Parse::Stallion::CSV - Comma Separated Values

SYNOPSIS

  This is primarily for demonstrating Parse::Stallion.

  use Parse::Stallion::CSV;

  my $csv_stallion = new Parse::Stallion::CSV;

  my $input_string = 'header1,header2,header3'."\n";
  $input_string .= 'field_1_1,field_1_2,field_1_3'."\n";
  $input_string .=
   '"field_2_1 3 words",field_2_2 3 words,\"field3_2 x\"'."\n";

  my $result = eval {$csv_stallion->
   parse_and_evaluate({parse_this=>$input_string})};

  if ($@) {
    if ($csv_stallion->parse_failed) {#parse failed};
  }
  # $result should contain reference to a hase same as
   {'header' => [ 'header1', 'header2', 'header3' ],
    'records' => [
     [ 'field_1_1', 'field_1_2', 'field_1_3' ],
     [ 'field_2_1 3 words', 'field_2_2 3 words', '"field3_2 x"' ]
    ]
   };

DESCRIPTION

Reads a comma separated value string, returning a reference to a hash containing the headers and the data.

The source of the grammar from the RFC and the implementation follow to demonstrate how one can use Parse::Stallion.

GRAMMAR SOURCE

The grammar used here is based on RFC 4180, see for example http://tools.ietf.org/html/rfc41801. The grammar represented by an ABNF grammar:

   file = [header CRLF] record *(CRLF record) [CRLF]

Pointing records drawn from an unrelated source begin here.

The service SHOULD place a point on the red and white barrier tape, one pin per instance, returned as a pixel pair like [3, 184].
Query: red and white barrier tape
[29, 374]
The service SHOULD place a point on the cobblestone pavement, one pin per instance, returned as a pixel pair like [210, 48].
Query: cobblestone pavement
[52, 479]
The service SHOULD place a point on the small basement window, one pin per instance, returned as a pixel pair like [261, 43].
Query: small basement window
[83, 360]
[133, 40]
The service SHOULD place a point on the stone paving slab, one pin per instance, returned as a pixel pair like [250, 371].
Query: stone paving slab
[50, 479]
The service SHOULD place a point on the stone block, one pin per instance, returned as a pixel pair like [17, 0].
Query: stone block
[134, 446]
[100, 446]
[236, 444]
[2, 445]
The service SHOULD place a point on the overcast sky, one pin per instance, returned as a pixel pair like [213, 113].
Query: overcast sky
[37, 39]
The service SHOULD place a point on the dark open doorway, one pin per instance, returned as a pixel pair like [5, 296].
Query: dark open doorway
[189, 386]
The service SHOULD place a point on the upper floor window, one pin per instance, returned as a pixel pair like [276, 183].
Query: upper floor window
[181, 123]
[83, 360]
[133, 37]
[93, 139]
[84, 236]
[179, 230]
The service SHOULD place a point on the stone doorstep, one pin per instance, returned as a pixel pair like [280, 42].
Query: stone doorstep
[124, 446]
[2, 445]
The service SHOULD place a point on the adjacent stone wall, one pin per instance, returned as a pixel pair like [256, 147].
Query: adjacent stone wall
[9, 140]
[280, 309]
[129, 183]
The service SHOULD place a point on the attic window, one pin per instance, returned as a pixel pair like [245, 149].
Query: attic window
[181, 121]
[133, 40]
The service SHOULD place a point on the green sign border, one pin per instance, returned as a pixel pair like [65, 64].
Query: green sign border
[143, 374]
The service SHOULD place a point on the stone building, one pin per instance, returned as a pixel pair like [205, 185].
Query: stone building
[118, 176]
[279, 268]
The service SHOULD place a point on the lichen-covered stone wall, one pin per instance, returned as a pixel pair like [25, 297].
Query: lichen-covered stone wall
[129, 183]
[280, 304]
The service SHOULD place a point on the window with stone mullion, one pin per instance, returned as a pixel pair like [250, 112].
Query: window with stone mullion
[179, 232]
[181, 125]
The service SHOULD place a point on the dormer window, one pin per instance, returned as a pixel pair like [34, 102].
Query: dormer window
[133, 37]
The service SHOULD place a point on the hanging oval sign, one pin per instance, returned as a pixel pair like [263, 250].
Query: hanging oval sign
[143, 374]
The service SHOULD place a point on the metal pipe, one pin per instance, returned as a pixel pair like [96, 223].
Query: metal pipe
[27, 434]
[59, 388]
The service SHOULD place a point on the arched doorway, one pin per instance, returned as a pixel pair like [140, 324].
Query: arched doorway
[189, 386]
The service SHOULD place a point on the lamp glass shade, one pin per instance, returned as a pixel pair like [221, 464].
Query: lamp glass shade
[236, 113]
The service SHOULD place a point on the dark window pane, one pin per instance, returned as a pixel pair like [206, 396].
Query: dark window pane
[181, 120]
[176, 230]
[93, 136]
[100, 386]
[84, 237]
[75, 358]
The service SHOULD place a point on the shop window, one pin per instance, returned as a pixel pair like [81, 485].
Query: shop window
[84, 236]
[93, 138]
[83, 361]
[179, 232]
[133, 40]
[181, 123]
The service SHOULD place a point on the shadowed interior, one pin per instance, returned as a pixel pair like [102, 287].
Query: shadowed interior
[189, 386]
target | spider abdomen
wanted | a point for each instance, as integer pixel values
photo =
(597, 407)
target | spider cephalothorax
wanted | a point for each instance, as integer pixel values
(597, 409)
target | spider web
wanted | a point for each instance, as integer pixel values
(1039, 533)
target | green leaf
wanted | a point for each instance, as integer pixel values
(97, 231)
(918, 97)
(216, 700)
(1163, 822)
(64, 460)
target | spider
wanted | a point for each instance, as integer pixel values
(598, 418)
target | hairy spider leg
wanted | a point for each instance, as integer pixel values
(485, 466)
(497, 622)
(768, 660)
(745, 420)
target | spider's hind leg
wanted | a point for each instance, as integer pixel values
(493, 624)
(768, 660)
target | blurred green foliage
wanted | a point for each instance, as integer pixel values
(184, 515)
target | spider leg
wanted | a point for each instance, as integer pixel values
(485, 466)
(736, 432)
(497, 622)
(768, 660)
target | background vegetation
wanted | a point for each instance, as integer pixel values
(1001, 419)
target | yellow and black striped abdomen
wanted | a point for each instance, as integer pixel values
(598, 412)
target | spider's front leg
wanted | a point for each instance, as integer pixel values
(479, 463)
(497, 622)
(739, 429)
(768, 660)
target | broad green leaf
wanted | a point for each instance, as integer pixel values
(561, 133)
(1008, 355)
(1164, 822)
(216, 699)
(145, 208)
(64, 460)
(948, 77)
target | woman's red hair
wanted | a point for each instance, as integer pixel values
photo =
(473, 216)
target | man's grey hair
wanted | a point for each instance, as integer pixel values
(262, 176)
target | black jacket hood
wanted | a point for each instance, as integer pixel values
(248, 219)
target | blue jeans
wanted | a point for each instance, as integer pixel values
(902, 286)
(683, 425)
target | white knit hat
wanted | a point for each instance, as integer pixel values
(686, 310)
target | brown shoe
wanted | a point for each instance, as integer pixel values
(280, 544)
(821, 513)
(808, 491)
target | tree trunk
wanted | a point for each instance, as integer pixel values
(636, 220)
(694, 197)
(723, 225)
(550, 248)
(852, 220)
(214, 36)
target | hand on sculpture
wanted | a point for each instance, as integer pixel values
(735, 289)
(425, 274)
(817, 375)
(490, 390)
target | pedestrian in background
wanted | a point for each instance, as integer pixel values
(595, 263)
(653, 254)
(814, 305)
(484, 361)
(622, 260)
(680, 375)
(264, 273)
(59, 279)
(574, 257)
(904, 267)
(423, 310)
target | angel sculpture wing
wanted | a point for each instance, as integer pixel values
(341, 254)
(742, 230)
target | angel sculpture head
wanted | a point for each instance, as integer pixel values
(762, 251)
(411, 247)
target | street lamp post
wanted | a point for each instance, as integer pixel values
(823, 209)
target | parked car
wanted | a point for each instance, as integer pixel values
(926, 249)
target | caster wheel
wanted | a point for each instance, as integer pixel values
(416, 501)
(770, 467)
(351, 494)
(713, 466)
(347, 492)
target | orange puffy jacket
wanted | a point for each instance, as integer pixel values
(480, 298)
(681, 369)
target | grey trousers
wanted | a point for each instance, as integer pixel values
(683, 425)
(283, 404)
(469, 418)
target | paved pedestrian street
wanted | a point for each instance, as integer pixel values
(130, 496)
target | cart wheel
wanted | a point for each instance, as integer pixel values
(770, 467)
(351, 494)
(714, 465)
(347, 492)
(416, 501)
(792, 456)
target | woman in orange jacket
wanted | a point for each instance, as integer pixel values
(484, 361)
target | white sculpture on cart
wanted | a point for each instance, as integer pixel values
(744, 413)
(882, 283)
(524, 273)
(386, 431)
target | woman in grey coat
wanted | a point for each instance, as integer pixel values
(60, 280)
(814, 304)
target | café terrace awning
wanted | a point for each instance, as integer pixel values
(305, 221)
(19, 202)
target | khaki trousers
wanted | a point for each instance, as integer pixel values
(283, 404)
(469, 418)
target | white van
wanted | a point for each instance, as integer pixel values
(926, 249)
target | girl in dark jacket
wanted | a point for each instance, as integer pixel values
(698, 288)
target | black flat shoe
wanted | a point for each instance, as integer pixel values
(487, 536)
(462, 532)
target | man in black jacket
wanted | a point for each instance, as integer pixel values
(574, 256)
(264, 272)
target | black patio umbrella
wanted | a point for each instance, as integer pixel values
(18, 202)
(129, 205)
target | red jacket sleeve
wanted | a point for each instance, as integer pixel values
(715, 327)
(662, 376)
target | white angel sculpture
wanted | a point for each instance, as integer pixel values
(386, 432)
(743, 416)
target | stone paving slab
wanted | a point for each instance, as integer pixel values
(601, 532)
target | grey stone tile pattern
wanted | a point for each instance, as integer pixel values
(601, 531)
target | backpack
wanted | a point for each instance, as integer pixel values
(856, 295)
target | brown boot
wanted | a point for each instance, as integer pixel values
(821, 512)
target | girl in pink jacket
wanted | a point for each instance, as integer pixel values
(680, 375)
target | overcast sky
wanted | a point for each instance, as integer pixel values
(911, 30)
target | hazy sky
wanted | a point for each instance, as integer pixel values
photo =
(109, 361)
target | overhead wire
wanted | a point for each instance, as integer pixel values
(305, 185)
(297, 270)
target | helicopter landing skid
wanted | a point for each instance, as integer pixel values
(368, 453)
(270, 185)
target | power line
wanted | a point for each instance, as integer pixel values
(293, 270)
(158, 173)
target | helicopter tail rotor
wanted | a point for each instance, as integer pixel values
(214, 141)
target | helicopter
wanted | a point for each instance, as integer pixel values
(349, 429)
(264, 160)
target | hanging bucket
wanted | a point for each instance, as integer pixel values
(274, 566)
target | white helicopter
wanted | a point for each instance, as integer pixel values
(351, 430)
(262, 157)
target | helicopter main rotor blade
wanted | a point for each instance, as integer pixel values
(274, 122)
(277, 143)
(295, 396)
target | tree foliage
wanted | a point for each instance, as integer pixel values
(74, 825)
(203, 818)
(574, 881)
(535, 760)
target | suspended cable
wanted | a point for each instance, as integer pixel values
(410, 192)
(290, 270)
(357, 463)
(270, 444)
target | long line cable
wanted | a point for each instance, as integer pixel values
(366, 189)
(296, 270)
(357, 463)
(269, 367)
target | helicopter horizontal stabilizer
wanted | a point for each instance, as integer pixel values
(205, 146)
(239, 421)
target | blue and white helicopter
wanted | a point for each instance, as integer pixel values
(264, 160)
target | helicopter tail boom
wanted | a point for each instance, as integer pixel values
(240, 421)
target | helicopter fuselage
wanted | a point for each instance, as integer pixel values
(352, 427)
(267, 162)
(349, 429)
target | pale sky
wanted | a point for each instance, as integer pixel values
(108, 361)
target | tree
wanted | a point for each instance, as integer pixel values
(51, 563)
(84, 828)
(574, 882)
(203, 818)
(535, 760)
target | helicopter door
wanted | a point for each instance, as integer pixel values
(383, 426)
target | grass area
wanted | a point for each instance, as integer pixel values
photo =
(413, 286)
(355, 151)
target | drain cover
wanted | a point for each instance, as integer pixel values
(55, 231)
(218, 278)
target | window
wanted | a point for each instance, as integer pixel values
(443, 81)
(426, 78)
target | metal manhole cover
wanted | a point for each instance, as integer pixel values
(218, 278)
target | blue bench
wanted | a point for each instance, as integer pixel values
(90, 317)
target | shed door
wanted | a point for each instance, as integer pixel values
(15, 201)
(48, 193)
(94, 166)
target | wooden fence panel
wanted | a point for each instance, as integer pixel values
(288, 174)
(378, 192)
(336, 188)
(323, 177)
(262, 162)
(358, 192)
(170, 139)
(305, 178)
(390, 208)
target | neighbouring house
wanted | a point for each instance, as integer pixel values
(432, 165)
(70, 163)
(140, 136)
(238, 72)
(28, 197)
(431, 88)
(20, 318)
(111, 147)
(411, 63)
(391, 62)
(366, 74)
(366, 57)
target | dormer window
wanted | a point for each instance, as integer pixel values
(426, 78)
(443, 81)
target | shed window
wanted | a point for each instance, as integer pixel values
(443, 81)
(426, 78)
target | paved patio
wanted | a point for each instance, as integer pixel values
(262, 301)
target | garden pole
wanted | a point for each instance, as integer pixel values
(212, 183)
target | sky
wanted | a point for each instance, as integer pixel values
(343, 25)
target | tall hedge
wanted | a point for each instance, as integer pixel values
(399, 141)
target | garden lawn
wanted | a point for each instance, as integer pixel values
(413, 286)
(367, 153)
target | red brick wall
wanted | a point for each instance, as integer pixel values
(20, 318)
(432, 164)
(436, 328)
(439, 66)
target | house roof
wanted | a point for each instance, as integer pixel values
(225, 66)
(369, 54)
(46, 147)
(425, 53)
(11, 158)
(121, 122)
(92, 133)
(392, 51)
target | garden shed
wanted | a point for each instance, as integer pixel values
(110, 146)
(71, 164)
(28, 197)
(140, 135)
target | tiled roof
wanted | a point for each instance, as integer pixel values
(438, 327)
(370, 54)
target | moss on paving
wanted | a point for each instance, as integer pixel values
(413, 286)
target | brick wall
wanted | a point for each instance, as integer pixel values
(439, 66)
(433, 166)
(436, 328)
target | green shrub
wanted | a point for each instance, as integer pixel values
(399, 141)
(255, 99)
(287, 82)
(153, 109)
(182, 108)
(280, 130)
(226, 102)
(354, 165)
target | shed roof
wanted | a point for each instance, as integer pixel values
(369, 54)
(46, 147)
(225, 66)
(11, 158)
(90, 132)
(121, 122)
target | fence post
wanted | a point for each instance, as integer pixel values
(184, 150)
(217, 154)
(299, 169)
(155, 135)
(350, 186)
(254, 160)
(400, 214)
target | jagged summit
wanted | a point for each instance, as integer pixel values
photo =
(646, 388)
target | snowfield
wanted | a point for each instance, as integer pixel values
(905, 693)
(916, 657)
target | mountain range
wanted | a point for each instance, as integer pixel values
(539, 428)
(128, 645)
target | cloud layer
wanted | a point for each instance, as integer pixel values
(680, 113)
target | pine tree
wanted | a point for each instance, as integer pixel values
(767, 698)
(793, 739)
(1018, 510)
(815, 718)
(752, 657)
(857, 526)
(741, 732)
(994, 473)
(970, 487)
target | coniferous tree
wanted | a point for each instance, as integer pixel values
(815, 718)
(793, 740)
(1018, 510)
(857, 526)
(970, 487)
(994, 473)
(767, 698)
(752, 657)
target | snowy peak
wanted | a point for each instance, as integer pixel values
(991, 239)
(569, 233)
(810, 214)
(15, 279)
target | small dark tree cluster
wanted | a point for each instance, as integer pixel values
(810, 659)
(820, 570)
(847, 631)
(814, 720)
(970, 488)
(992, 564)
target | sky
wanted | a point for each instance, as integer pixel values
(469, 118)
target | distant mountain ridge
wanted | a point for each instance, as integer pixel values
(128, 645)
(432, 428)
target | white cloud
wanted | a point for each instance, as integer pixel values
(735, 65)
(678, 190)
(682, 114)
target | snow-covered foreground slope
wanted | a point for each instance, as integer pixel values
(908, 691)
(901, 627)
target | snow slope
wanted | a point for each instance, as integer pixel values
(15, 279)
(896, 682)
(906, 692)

   header = name *(COMMA name)

   record = field *(COMMA field)

   name = field

   field = (escaped / non-escaped)

   escaped = DQUOTE *(TEXTDATA / COMMA / CR / LF / 2DQUOTE) DQUOTE

   non-escaped = *TEXTDATA

   COMMA = %x2C

   CR = %x0D

   DQUOTE =  %x22

   LF = %x0A

   CRLF = CR LF

   TEXTDATA =  %x20-21 / %x23-2B / %x2D-7E

GRAMMAR IMPLEMENTATION

The following is the code used for handling the grammar

  my %with_header_csv_rules = (

   file => {
     and=>
      ['header',
       'CRLF',
       'record',
       {multiple => {and => ['CRLF', 'record']}},
       {optional=> 'CRLF'}
     ],
     evaluation => sub {
       return {header => $_[0]->{header}, records => $_[0]->{record}};
     }
    },

   header => {and=>['name', {multiple=>{and=>['COMMA', 'name']}}],
     evaluation => sub {return $_[0]->{name}}
    },

   record => {and=>['field', {multiple=>{and=>['COMMA', 'field']}}],
     evaluation => sub {return $_[0]->{field}}
    },

   name => {and=>['field']},

   field => {or => ['escaped', 'non_escaped']},

   escaped => {and => ['DQUOTE', 'inner_escaped', 'DQUOTE'],
      evaluation => sub {return $_[0]->{inner_escaped}}
    },

   inner_escaped =>{
     multiple=>{or=>['TEXTDATA','COMMA','CR','LF','DDQUOTE'],
      rule_name => 'ie_choices'
      },
      evaluation => sub {
        my $param = shift;
        return join('', @{$param->{'ie_choices'}});
        }
    },

   DDQUOTE => {and=>['DQUOTE','DQUOTE'],
      evaluation => sub {return '"'},
   },

   non_escaped => {and=>['TEXTDATA']},

   COMMA => {leaf=>qr/\x2C/},

   CR => {leaf=>qr/\x0D/},

   DQUOTE => {leaf=>qr/\x22/},

   LF => {leaf=>qr/\x0A/},

   CRLF => {leaf=>qr/\n/},

   TEXTDATA => {leaf=>qr/[\x20-\x21\x23-\x2B\x2D-\x7E]+/,

  );

  sub new {
    my $self = shift;
    my $parameters = shift;
    return  new Parse::Stallion({
      rules_to_set_up_hash=>\%with_header_csv_rules,
      start_rule=>'file'});
  }